Alfred Gislason huschte ein Lächeln über sein Gesicht, ehe der Bundestrainer nach dem souverän bestandenen WM-Stresstest der deutschen Handballer seine Spieler abklatschte. Eine Woche vor Beginn der Weltmeisterschaft in Ägypten besiegte das neu formierte DHB-Team in der EM-Qualifikation Österreich souverän mit 36:27 (22:16) - und machte dabei vor allem in der Offensive Lust auf mehr.
"Wir haben überragend gearbeitet, wir können zufrieden sein", analysierte ein zufriedener Gislason, der insbesondere im ersten Abschnitt eine gnadenlos effektive Vorstellung seiner Mannschaft sah. Sein neuer Abwehrchef Johannes Golla lobte am ZDF-Mikrofon: "Wir sind auf einem guten Weg, das hat man heute gesehen."
Linksaußen Marcel Schiller war beim Geisterspiel in der Steiermark mit elf Treffern bei elf Versuchen der beste Werfer für die Auswahl des Deutschen Handballbundes (DHB). "Er hat ein sehr gutes Spiel gemacht", lobte Gislason seinen Back-up für Kapitän Uwe Gensheimer, der am Mittwoch geschont wurde.
Dass die deutsche Mannschaft ihr Ticket für die Europameisterschaft 2022 in Ungarn und der Slowakei nach ihrem dritten Sieg im dritten Quali-Spiel fast schon sicher in der Tasche hat, war Gislason unterdessen nicht so wichtig. "Das Spiel war unser erstes Vorbereitungsspiel auf die WM", sagte der Isländer: "Natürlich wollten wir gewinnen, aber wichtiger war es, Erkenntnisse zu gewinnen."
DHB-Team glänzt bei Tempogegenstößen und Siebenmetern
Schiller freute sich über seinen perfekten Auftritt, "hinten haben mir die Torhüter allerdings auch ein paar Mal den Arsch gerettet". Tatsächlich überzeugten Andreas Wolff und Johannes Bitter mit etlichen Paraden - und bestätigten so das Vertrauen ihres Trainers, der dem Duo den Vorzug gegenüber Silvio Heinevetter gegeben hatte.
Bereits am Sonntag (18.10 Uhr) trifft das DHB-Team in Köln ein weiteres Mal auf das Nachbarland, ein erneuter Sieg würde die vorzeitige EM-Qualifikation bedeuten. Das Spiel ist zugleich die Generalprobe für das Mega-Turnier am Nil, wo die DHB-Auswahl den Absagen von gleich sieben Stammkräften zum Trotz vom großen Wurf träumt.

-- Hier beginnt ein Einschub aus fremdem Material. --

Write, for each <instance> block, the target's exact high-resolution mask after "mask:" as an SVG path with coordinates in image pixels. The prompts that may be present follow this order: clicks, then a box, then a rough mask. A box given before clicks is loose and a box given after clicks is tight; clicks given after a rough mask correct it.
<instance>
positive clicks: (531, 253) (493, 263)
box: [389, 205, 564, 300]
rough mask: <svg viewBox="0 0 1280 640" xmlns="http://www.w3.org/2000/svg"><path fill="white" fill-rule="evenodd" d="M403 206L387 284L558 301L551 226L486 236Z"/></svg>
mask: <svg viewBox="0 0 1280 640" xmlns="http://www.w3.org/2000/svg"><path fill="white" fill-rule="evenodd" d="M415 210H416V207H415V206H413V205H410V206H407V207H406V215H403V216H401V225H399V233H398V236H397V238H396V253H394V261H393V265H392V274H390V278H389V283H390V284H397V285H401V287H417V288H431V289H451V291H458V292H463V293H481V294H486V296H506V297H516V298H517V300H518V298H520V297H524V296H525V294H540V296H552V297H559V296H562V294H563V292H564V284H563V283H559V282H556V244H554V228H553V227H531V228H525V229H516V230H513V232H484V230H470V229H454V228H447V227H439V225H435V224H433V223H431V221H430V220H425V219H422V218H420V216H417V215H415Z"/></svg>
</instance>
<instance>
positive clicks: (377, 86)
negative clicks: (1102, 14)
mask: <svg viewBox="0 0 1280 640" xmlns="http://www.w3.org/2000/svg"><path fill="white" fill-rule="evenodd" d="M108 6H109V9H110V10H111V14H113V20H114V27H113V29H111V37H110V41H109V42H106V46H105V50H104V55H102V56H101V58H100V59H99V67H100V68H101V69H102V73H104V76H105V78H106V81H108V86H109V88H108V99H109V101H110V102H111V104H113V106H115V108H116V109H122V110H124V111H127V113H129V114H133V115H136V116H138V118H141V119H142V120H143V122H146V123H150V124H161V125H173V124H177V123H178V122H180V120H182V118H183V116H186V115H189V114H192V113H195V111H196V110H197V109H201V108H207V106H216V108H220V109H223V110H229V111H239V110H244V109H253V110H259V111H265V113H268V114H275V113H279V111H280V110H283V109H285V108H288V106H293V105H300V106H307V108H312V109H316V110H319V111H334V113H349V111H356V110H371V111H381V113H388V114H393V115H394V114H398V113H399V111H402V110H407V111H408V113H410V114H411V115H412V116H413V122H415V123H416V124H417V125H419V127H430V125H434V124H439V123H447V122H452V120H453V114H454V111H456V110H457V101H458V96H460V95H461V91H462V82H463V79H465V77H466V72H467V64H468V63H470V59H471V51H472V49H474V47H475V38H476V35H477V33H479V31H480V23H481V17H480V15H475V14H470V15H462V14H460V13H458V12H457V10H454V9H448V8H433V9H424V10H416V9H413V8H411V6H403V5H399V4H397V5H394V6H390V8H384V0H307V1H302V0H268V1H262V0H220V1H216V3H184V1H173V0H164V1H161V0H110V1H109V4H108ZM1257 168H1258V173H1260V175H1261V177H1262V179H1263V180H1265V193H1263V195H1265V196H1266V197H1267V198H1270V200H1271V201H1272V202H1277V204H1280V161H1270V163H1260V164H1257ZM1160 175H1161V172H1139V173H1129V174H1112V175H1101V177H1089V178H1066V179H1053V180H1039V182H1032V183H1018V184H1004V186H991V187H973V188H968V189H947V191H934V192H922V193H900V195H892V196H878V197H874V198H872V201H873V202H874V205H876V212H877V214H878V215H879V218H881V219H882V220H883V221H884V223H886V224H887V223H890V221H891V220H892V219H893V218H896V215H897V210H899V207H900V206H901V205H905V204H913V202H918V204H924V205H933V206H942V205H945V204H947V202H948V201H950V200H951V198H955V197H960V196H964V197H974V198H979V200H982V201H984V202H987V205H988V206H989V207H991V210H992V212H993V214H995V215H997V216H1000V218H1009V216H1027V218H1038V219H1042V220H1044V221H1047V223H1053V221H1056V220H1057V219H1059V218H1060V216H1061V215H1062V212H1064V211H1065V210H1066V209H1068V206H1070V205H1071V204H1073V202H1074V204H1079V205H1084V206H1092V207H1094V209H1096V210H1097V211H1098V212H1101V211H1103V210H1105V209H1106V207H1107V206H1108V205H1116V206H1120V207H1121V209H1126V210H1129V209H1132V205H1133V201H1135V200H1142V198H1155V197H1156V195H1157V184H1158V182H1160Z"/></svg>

"Wir haben sehr, sehr gut angegriffen und viel Druck aus der Abwehr gemacht", sagte Gislason, der aber selbstredend auch noch Verbesserungspotenzial erkannte: "In der Abwehr war es wie erwartet, wir haben sie manchmal zu nah rangelassen. Beim Zurücklaufen kassieren wir zu viele Tore", sagte er nach der insgesamt gelungenen Vorstellung.
Gislason testete zu Beginn der Partie in Graz wie erwartet eine 6:0-Deckung mit dem Flensburger Johannes Golla und Erlangens Sebastian Firnhaber im Innenblock. Der Start in die Partie verlief noch recht zäh. Deutschland geriet nach einer Zeitstrafe gegen Golla früh in Unterzahl, ließ den Gegner aber auch beim Sechs gegen Sechs zu nah ans eigene Tor herankommen.

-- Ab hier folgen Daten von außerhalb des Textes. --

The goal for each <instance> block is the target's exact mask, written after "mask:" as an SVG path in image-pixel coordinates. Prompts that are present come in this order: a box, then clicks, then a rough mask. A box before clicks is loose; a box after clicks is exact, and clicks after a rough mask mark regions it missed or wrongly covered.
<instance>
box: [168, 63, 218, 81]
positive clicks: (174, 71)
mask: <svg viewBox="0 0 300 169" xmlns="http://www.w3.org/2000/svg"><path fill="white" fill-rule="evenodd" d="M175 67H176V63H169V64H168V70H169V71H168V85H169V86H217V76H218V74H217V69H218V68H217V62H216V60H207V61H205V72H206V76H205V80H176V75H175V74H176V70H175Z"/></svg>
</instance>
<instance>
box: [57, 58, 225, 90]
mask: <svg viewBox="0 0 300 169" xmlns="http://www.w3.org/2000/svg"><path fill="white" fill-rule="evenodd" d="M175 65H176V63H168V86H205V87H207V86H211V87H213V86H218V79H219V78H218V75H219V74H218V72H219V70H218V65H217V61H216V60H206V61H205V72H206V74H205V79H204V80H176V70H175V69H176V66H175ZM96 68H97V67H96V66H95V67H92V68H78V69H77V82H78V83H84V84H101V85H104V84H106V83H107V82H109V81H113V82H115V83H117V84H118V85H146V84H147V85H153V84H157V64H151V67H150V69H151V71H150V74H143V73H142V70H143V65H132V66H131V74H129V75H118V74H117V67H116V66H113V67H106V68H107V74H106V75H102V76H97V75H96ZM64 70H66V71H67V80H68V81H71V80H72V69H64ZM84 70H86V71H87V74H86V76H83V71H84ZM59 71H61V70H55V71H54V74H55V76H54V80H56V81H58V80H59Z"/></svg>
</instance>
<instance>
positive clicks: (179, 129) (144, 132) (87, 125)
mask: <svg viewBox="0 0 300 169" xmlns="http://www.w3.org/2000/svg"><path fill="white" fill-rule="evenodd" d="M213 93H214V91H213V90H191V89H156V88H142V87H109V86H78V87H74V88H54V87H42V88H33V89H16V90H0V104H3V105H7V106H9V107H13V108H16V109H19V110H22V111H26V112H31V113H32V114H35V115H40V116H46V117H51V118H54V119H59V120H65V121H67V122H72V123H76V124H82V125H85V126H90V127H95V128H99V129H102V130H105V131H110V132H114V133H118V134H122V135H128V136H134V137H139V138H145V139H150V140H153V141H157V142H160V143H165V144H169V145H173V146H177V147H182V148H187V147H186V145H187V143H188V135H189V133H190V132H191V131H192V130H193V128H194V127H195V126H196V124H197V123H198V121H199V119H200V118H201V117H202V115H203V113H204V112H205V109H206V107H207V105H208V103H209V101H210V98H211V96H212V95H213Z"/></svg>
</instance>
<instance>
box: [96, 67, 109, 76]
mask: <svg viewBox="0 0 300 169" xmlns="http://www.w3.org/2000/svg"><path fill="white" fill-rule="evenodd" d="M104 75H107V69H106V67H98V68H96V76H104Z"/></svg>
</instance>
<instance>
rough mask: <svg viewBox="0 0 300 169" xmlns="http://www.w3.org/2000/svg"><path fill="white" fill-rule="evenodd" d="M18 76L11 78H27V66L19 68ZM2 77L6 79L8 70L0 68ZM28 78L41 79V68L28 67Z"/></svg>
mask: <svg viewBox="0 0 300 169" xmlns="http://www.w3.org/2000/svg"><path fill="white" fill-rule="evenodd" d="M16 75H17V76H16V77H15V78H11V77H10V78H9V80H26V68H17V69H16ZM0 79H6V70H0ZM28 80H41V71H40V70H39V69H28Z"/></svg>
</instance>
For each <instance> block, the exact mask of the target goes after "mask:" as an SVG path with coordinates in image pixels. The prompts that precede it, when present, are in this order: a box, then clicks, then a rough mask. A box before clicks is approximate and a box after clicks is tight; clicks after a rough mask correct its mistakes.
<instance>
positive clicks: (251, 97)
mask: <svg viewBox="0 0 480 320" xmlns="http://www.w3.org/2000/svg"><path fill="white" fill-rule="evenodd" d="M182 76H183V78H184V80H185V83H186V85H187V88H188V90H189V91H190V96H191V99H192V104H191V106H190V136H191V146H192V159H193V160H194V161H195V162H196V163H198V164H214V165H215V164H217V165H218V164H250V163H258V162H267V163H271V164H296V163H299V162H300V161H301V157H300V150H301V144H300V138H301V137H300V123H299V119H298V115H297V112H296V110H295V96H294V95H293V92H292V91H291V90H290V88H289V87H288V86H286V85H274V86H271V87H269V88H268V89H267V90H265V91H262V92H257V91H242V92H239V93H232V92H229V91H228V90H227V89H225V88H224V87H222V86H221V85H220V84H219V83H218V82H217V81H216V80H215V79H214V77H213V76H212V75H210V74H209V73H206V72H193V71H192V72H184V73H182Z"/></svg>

Nach und nach kam die hochmotivierte DHB-Auswahl besser in die Partie, das Tempospiel nach Ballgewinnen war dabei stets eine Waffe. Gislason, der vor seinem ersten Turnier als DHB-Coach viele Anweisungen von außen gab, tauschte zudem fleißig Personal. So verteidigte der Hannoveraner Fabian Böhm zeitweise als Spitze einer 5:1-Deckung, im Angriff durfte sich auch Youngster Juri Knorr beweisen.
Nach einem 5:0-Lauf und dank des sicheren Siebenmeterschützen Schiller wuchs der Vorsprung komfortabel auf sechs Tore an. Der Start in den zweiten Durchgang missglückte jedoch, Gislason nahm beim 24:21 (38.) eine Auszeit und kritisierte leichte Fehlwürfe in der Offensive. Deutschland traf anschließend wieder regelmäßiger, Bitter kam nach der Pause zudem ebenfalls gut ins Spiel.
Der Vorsprung wuchs wieder, auch weil Schiller bei Siebenmetern immer neue Wurfvariationen zeigte und eiskalt blieb. Gislasons dritter Sieg im dritten Spiel als DHB-Coach geriet nicht mehr in Gefahr.